Thank you so much! Turning my dataset into a dataframe made it run. However, it took R 1.5 hour to tell me that it is not responding after all... Is this about the poor performance you mentioned (8 vars, 7 categories, 1000 obs, thresholds) or it should sometime run anyway?

Steve's picture
Offline
Joined: 07/30/2009
There are 48 free parameters

There are 48 free parameters in the 8x6 matrix of thresholds. Plus whatever free parameters are in your model. With 1000 obs, that will take some time to converge. Several hours is not out of the range of possible time for a problem that big. Again, we expect to be able to radically improve our computation time in the near future, but for now, a couple of hours is a reasonable estimate of convergence time for a problem of that size.

I just finished a problem with an 8x4 matrix of thresholds and 200 obs which took 15 minutes on my Macbook Pro.

neale's picture
Online
Joined: 07/31/2009
Yes, many are awaiting

Yes, many are awaiting performance improvements with baited breath!

One thought I had for a temporary solution was to use frequency weights in a definition variable. Suppose that one or two patterns of data were relatively common (all zeroes for example). In this case, using a dataset with a data pattern and then a frequency to indicate the number of observations with this pattern might yield a big performance improvement. It would be necessary to use the vector=TRUE argument to mxFIMLObjective(), as used in this script: http://openmx.psyc.virginia.edu/repoview/1/trunk/models/passing/Acemix2.R
in which probabilities of zygosity are used. In our case there would only be the one "model", but the frequency would be applied *after* the logarithm part, so in place of
mxAlgebra(-2*sum(log(pMZ * MZlike.objective + (unit-pMZ) * DZlike.objective)), name="twin"),
we'd use something like
mxAlgebra(-2*sum(frequency * log(MZlike.objective)), name="whatever"),

where frequency is the MxMatrix with the definition variable frequency as its sole element. This approach would avoid calculating the same integral multiple times for each set of parameter estimates.

Dorothy Bishop's picture
Offline
Joined: 02/04/2010
You might find it helpful to

You might find it helpful to download my "simplified manual for beginners" which you can access from the Wiki tab above. It explains about degrees of freedom for raw vs cov models.
It was written for people who haven't got much background in R, Mx, or SEM and I am interested in feedback in how far it is useful.

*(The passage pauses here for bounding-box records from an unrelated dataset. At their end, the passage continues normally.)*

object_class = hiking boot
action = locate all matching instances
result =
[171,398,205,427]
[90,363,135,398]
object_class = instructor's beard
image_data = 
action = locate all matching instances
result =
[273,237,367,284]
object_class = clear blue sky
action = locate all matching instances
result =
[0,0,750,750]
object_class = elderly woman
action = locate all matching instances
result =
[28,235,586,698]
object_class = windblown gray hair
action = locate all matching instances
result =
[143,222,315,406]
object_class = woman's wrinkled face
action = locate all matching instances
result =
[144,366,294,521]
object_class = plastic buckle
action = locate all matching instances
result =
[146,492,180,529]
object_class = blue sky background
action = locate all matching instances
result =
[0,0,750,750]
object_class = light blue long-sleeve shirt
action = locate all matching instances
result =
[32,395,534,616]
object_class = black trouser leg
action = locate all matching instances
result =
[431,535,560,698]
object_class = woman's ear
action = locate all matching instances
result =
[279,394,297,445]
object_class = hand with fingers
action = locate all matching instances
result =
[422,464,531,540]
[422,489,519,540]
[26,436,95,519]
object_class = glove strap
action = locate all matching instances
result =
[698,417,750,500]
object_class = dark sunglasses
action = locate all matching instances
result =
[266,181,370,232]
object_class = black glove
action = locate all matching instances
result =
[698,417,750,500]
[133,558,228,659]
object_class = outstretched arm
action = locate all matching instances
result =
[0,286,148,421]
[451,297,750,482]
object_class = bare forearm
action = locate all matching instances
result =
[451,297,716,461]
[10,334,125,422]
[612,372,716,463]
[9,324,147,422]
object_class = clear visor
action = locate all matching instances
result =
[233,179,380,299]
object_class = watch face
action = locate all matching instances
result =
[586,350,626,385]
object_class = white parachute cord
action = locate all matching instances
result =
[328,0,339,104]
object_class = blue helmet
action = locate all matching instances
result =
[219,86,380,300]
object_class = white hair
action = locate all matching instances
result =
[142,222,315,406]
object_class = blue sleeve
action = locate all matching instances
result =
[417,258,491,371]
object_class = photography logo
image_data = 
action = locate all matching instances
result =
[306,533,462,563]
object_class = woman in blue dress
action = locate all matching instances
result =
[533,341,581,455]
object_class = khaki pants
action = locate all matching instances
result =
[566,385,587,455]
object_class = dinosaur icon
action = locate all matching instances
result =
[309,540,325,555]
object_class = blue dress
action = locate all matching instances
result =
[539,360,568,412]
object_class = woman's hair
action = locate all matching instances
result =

The short answer is that when fitting a model to raw data, the degrees of freedom will reflect the sample size, being equivalent to the total number of observations, minus the estimated parameters.

StavrosUt's picture
Offline
Joined: 04/22/2010
Thank you very much for your

Thank you very much for your quick answer! The manual seems indeed helpfull, although not in my case.

It still does not make sense, the statistics used in any case are the covariances and the means , why does it calculate the total observations? And of course this results in no calculation of Chi-square and what that follows (p-value, RMSEA etc).
I am trying to fit a model with thresholds and I came to a deadend.
mxThresholds does not work for path specification and for the matrix one, I keep getting the message that my thresholds ar not one less than my levels and they really are!

I am looking forward to any kind of response.